Real-Time Chatbots: If you are building a conversational bot (customer support) where the user expects an instant reply (< 0.5s latency).
High Concurrency: If 100 people act on your agent simultaneously. Your current CPU space processes requests sequentially (queue). A paid provider processes them in parallel.
Commercial SLAs: If you are selling this service to a client and need a guarantee that the server will never "go to sleep."

Alternatives to Paid Providers (Recommendations)

If paid providers aren't the right fit, here are the best alternatives:

1. Hugging Face Spaces (Current - Best Overall)

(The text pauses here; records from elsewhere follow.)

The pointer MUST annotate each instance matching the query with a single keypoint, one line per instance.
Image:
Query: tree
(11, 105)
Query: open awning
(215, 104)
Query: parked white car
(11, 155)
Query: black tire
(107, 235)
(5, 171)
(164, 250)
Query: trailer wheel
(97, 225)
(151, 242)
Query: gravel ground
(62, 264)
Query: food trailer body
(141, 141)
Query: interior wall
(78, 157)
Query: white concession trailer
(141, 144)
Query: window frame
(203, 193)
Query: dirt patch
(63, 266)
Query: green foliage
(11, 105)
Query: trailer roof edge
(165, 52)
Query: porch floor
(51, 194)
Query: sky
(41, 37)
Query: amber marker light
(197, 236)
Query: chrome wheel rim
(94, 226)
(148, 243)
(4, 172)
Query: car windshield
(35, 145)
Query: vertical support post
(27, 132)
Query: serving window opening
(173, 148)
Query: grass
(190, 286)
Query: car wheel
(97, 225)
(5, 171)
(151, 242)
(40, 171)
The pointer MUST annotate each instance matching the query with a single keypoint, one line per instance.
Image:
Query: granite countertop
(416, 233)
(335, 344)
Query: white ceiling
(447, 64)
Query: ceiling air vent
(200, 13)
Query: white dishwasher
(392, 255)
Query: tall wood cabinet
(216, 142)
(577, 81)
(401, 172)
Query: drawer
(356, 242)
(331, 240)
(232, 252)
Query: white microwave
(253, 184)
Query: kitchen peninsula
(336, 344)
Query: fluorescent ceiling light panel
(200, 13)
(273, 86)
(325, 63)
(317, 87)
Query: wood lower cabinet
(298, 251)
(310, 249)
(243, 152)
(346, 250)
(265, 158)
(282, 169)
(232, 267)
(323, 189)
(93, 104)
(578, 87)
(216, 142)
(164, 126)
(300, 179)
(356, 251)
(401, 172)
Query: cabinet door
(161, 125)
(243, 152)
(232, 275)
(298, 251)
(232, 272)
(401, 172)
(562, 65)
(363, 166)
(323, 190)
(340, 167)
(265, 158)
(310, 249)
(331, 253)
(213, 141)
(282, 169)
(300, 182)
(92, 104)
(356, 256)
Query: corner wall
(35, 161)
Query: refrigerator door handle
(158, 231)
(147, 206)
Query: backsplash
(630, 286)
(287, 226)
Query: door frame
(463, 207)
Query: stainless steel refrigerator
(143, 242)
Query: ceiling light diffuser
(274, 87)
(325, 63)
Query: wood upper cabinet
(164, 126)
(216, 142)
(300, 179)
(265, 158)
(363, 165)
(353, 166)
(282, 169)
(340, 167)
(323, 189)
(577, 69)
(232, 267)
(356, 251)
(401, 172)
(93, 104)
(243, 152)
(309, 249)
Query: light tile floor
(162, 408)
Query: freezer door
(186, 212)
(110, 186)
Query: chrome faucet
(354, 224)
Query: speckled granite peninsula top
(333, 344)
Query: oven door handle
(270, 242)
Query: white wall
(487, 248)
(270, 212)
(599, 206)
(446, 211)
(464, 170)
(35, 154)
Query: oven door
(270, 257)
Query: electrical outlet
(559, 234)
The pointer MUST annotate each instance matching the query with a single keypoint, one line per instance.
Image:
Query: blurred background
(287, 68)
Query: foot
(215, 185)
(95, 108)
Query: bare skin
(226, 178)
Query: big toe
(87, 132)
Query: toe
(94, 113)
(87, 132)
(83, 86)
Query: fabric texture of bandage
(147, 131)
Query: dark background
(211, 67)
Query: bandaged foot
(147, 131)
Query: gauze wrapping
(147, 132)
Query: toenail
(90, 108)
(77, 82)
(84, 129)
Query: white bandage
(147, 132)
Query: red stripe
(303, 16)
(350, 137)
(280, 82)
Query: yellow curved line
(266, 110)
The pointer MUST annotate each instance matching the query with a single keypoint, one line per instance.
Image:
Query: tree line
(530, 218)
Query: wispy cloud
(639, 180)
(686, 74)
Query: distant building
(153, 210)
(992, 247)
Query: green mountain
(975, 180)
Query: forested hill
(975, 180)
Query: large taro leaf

Why: Zero config, persistent URL, integrated with your repo.
Upgrade Path: If you need more speed, you can upgrade the Space to "CPU Upgrade" (0.03/hr) or "T4Small" (0.60/hr) just for the duration of a demo presentation, then switch it back to "Free".

2. Local Inference via Ollama / LM Studio + Ngrok

How: You merge your model, convert it to GGUF format, and run it on your own laptop using Ollama. Then you use a tool like Ngrok to create a public link to your laptop.
Pros: Extremely fast (if you have a good laptop), completely free.
Cons: The demo only works when your laptop is turned on.

3. Google Colab (Just-in-Time)

How: Keep your notebooks/Run_on_Colab.ipynb.
Pros: Free access to T4 GPUs. Fast inference.
Cons: No persistent UI. The user has to run the code cells themselves.

Conclusion regarding my portfolio:

I'm sticking with my current HF Spaces (CPU) configuration. This demonstrates my understanding of model optimization. I believe the ability to run an AI agent for free is a highly valued skill in the industry, as it saves money.
Feature: "Architecture optimized for cost-effective edge deployment."